What is an extended response to defining the meaning of the title, "A Retrieved Reformation"?
Jimmy Valentine's reformation is retrieved three times.
When Jimmy Valentine receives his pardon from the governor of the state after serving only ten months of a four-year sentence, the warden urges Jimmy to reform:
"Brace up, and make a man of yourself. You're not a bad man at heart. Stop cracking safes, and live straight."
Jimmy contradicts the warden, "Why, I never cracked a safe in my life." The next day as Jimmy is released, he is handed a railroad ticket and a five-dollar bill with the expectation of the law "to rehabilitate himself in good citizenship and prosperity."
But, Jimmy quickly returns by rail to the town and the room in which he was arrested by the eminent detective, Ben Price.
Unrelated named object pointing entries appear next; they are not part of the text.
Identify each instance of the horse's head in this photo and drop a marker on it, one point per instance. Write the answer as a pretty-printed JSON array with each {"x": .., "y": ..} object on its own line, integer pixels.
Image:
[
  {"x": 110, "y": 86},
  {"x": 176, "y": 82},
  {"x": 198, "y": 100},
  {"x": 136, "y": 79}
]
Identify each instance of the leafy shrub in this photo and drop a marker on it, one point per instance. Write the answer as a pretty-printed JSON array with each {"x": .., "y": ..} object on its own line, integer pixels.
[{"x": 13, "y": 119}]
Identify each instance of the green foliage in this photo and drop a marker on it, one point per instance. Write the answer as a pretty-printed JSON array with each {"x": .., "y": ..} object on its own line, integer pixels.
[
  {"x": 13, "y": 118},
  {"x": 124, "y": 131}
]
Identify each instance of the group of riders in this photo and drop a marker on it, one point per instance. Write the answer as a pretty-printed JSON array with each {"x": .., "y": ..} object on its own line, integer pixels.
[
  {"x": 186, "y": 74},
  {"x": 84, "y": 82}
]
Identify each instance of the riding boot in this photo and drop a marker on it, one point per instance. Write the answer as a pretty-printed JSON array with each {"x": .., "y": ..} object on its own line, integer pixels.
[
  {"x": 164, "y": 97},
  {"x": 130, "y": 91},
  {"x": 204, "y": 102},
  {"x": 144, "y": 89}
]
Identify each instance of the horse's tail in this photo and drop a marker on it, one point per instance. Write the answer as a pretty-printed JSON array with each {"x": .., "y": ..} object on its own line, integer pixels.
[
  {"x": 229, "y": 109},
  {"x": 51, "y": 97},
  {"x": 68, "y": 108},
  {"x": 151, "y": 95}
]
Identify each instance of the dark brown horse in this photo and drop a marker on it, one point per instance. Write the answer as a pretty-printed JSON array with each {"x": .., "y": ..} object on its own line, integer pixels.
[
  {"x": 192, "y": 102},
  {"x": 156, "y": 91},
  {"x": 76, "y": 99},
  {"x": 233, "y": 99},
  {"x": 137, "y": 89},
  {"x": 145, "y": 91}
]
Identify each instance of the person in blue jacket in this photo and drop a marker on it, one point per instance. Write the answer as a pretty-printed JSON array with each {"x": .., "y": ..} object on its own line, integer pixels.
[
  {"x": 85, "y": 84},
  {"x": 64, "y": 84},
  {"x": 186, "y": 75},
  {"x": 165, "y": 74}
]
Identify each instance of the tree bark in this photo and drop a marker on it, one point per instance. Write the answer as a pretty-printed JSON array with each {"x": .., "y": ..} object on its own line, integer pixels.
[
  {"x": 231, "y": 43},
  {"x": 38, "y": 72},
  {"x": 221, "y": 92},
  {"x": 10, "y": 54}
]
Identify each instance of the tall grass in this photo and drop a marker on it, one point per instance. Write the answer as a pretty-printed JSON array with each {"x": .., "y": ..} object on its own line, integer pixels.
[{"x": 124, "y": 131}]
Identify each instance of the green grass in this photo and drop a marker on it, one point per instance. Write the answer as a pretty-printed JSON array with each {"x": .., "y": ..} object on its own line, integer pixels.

There behind a panel in the wall, Jimmy retrieves only his fine set of burglar's tools, and his first reformation is canceled within a week with a safe-burglary in Richmond, Indiana. Other burglaries follow this one, and Jimmy has "resumed business," as Ben Price notes.
However, one afternoon Jimmy arrives in the small town of Elmore, Arkansas, and there Jimmy sees a lovely young lady as she crosses before him and enters the Elmore bank; he falls in love. Jimmy dallies in the street, asking a boy questions about the town. Then, when the young lady walks out of the bank, Jimmy learns that she is Annabel Adams, daughter of the owner of the bank.
Jimmy Valentine's second reformation has begun. He registers at the Planters' Hotel as Ralph D. Spencer. Then, Jimmy talks with the clerk, telling him he is looking for a location for his shoe business. After this, he decides to look over the town.
Mr. Ralph Spencer, the phoenix that arose from Jimmy Valentine's ashes--ashes left by the flame of a sudden and alternative attack of love--remained in Elmore and prospered. He opened a shoe-store and secured a good run of trade.
After a year goes by, Ralph is a respected member of the community; he is engaged to Annabel Adams, and he is well-received into the Adams family. Finally, Jimmy decides to take his safe-cracking tools to a friend in Little Rock, writing his "old pal" that he has "quit the old business" and will not do another "crooked thing for the whole world."
Certainly, Jimmy's reformation seems complete as he carries the suitcase full of tools toward the train station. However, he is delayed by the Adams family that heads downtown to the bank and Ralph is swept away with the rest. Unfortunately, nine-year-old May shuts Agatha into the vault, closing it as she has seen her grandfather do. It is in the following moments of crisis that Jimmy's second reformation is lost. For, his lovely fiancée begs him to do something to save Agatha.
With an odd look in his eyes and a meek smile, Ralph looks at Annabel and asks her for the rose she wears on her dress. As he stuffs it into his pocket, "Ralph D. Spencer passed away and Jimmy Valentine took his place." His reformation is ended as Jimmy breaks into the safe and Agatha is saved. With calm resignation, Jimmy takes his coat which he has removed while working and puts it on; as he walks outside, he hears a voice calling "Ralph." But, waiting by the bank door is Ben Price.
"Hello, Ben!....Got around at last have you? Well, let's go. I don't know that it makes much difference, now."
And then Ben Price acted rather strangely.
"Guess you're mistaken, Mr. Spencer," he said. "Don't believe I recognize you....
As Ben Price turns and walks away, Jimmy Valentine retrieves his reformation a third time.